Harry Potter sold millions and made her one of the richest women in the world. Now JK Rowling has written her first book for grown-ups. But is the magic still there?
By Decca Aitkenhead
JK Rowling’s new novel arrives with the high drama and state secrecy of a royal birth. Its due date is announced in February, and in April the disclosure of its title, The Casual Vacancy, makes international news. The release of the cover image in July commands headlines again, and Fleet Street commissions a “design guru” to deconstruct its inscrutable aesthetic, in search of clues as to what might lie within. Waterstones predicts the novel will be “the bestselling fiction title this year”. Literary critics begin to publish preliminary reviews, revealing what they think they will think about a book they have not yet even read.
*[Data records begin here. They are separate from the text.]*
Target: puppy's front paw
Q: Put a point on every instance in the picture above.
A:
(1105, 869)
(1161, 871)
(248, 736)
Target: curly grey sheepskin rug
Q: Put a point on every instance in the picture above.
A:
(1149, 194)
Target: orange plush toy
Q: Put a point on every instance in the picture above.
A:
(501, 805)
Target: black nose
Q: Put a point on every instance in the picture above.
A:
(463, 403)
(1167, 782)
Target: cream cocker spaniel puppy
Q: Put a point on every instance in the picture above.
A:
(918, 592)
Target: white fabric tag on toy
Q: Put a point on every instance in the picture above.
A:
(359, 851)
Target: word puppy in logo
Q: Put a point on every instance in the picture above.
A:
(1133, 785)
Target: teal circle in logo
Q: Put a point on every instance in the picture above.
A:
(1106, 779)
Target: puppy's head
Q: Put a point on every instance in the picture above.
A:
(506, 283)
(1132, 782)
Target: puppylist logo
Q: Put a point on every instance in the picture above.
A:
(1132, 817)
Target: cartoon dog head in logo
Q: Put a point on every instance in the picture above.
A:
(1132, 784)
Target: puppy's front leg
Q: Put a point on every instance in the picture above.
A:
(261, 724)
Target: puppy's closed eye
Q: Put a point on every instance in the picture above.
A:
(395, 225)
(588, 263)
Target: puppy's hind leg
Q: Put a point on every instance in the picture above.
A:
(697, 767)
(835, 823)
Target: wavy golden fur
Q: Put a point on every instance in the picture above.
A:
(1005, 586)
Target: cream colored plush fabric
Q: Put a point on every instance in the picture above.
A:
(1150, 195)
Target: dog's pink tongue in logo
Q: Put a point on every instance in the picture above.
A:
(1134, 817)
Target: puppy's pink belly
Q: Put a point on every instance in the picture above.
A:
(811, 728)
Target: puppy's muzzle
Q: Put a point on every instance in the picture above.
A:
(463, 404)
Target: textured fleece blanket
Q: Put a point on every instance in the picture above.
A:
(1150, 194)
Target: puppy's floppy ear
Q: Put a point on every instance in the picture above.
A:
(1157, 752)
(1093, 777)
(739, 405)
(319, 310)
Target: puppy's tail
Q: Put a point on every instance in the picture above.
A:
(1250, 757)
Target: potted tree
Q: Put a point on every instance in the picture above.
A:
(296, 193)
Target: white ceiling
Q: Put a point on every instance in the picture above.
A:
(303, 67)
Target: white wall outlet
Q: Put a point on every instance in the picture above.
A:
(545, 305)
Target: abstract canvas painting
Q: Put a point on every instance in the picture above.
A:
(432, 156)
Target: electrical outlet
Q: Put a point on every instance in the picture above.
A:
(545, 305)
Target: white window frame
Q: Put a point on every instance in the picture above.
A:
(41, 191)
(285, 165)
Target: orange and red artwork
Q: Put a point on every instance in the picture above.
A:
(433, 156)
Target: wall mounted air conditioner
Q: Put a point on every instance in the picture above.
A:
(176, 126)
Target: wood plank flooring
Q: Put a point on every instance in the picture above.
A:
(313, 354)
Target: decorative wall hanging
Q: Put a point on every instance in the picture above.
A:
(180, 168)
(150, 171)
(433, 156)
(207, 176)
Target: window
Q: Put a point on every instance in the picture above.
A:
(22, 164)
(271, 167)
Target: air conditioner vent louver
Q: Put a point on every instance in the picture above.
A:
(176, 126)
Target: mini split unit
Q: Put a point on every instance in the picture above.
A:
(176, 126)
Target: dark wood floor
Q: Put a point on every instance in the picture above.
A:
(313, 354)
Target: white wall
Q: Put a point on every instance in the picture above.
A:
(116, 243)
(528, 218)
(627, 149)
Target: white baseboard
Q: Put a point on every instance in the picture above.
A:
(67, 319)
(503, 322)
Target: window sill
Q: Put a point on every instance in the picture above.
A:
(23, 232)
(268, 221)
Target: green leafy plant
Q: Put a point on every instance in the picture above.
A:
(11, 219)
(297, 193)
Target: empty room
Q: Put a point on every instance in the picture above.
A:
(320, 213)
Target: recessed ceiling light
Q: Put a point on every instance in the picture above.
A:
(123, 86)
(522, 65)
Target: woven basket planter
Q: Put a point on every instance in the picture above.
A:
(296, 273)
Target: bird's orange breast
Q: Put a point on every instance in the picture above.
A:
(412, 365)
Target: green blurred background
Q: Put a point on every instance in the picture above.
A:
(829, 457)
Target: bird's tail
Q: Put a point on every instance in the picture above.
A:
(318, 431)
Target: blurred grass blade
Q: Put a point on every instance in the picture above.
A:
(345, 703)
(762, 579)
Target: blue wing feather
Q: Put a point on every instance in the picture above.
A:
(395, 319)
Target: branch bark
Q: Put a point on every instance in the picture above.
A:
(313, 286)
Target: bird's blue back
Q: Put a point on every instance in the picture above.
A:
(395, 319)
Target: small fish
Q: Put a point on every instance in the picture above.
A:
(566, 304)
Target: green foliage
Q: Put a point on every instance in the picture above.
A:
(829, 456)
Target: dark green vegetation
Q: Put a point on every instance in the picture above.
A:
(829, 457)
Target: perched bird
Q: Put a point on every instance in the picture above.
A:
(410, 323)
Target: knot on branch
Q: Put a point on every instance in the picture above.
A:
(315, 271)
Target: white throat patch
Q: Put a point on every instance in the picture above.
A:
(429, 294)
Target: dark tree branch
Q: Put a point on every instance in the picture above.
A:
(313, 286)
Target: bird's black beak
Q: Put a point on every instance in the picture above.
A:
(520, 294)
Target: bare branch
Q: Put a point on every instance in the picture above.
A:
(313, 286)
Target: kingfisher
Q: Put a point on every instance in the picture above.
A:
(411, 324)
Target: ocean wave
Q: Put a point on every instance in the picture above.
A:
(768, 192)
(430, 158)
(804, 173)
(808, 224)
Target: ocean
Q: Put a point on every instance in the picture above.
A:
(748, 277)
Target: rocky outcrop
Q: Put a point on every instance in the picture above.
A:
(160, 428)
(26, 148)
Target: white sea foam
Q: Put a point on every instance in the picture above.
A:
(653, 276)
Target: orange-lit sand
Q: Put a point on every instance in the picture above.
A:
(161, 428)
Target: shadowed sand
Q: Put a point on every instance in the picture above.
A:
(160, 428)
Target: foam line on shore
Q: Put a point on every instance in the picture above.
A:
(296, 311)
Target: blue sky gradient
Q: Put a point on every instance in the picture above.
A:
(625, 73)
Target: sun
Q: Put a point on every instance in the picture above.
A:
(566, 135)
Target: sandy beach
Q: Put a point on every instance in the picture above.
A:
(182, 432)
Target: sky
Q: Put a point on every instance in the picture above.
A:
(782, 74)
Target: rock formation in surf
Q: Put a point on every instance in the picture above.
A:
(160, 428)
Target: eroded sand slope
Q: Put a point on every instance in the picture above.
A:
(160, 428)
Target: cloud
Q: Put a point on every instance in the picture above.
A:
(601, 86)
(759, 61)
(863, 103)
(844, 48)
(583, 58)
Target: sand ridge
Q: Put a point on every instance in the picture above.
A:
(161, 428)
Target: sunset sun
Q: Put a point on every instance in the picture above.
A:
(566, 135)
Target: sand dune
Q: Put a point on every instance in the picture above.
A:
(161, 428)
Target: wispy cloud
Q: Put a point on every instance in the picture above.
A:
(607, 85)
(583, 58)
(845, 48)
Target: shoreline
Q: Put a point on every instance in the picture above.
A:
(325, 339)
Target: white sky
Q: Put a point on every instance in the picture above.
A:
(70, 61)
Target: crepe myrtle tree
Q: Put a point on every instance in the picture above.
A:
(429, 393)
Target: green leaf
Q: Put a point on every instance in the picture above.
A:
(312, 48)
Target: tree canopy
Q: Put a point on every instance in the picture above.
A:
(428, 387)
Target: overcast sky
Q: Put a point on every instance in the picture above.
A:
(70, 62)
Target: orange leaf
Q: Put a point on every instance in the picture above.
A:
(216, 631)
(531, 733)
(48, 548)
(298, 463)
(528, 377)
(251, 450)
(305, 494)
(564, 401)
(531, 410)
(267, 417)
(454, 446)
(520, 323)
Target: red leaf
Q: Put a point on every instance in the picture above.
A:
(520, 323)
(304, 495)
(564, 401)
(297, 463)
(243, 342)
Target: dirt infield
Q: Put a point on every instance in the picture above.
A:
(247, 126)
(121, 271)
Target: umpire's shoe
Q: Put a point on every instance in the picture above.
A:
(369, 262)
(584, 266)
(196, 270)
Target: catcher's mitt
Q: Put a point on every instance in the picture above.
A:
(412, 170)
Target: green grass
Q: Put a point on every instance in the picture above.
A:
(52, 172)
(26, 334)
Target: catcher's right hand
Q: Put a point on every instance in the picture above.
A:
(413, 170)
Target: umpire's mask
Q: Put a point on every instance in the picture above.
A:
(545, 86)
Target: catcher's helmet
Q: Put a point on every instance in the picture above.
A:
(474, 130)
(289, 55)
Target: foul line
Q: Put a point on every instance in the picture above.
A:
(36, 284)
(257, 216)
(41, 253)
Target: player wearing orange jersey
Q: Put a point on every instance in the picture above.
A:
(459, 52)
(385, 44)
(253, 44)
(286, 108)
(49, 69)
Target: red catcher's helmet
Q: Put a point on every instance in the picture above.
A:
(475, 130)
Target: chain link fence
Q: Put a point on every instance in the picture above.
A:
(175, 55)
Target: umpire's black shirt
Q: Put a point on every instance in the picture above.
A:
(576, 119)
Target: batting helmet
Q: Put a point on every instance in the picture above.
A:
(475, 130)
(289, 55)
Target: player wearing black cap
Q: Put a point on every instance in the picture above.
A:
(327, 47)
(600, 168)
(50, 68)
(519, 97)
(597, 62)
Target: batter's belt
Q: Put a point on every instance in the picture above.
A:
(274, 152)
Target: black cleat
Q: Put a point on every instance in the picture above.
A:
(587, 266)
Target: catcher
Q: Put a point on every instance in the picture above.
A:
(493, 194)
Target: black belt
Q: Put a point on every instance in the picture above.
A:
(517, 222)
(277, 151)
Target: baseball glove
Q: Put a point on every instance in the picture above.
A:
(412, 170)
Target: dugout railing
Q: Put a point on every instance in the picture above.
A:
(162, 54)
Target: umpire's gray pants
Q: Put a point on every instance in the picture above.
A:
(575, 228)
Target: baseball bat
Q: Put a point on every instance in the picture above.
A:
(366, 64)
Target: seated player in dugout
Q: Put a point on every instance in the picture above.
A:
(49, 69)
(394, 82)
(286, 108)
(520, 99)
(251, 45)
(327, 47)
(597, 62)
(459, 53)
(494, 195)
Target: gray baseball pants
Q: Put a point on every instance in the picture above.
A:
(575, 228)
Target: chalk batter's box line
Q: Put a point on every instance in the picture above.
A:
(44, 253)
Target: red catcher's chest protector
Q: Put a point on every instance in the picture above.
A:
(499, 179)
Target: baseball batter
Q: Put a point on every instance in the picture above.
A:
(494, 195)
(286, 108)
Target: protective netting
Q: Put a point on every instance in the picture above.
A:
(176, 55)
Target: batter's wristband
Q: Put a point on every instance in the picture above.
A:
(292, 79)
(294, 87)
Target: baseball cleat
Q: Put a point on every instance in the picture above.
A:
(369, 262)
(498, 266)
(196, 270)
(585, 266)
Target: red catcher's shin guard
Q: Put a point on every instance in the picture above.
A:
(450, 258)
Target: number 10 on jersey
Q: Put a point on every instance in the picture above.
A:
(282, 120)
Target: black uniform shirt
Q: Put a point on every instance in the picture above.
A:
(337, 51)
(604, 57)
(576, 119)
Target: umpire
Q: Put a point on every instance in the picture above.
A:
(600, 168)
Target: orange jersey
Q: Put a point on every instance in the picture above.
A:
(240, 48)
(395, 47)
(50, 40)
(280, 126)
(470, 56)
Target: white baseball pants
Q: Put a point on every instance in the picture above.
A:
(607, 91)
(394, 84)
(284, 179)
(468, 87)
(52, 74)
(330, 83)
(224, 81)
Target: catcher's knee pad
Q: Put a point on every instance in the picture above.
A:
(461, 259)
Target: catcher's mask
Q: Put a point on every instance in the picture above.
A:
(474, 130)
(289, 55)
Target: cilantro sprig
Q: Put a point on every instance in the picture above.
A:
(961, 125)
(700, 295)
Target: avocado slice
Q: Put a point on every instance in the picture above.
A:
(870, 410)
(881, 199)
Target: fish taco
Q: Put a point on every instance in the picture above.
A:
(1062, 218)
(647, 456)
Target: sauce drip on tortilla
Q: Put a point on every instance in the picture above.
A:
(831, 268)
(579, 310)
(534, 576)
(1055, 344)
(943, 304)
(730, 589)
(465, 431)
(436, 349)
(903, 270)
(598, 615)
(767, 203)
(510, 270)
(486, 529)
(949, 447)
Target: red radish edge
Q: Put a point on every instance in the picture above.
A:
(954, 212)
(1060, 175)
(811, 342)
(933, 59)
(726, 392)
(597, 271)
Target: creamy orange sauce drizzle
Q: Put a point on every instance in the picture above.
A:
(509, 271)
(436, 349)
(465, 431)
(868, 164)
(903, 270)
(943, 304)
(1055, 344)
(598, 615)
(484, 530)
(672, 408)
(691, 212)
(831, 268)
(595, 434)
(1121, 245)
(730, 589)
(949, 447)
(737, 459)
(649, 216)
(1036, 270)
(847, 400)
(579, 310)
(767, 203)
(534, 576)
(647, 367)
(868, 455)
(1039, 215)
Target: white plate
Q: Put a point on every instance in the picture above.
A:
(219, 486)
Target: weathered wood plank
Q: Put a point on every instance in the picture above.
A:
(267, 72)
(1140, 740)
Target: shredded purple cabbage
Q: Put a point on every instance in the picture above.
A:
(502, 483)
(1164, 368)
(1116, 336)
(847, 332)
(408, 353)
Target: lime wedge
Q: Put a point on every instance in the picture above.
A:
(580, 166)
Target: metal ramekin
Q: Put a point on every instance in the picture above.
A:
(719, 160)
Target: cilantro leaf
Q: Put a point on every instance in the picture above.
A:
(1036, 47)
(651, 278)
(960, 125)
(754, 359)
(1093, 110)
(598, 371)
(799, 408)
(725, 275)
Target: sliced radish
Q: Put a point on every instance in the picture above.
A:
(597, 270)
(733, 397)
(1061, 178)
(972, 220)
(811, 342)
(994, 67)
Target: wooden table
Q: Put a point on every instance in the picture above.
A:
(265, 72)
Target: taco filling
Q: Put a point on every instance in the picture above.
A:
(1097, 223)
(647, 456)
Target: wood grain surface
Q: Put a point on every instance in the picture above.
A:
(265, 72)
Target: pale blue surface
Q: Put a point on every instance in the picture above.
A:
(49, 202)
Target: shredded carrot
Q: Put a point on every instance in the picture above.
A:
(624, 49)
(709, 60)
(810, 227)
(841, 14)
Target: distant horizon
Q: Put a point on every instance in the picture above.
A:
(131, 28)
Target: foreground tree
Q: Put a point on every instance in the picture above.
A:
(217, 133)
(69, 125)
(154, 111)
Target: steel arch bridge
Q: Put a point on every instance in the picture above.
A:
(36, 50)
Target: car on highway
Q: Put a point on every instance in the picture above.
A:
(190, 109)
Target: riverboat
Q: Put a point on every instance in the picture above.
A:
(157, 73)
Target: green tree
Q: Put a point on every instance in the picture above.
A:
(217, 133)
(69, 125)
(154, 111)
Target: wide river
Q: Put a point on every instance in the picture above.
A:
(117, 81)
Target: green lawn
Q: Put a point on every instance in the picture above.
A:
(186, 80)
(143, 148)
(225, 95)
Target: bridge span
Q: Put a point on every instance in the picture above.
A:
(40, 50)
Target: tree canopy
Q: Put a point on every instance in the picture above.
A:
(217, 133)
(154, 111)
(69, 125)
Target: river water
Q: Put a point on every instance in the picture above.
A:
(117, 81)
I am required to sign more legal documents than would typically be involved in buying a house before I am allowed to read The Casual Vacancy, under tight security in the London offices of Little, Brown. Even the publishers have been forbidden to read it, and they relinquish the manuscript gingerly, reverently, as though handling a priceless Ming vase. Afterwards, I am instructed never to disclose the address of Rowling’s Edinburgh office where the interview will take place. The mere fact of the interview is deemed so newsworthy that Le Monde dispatches a reporter to investigate how it was secured. Its prospect begins to assume the mystique of an audience with Her Majesty – except, of course, that Rowling is famously much, much richer than the Queen.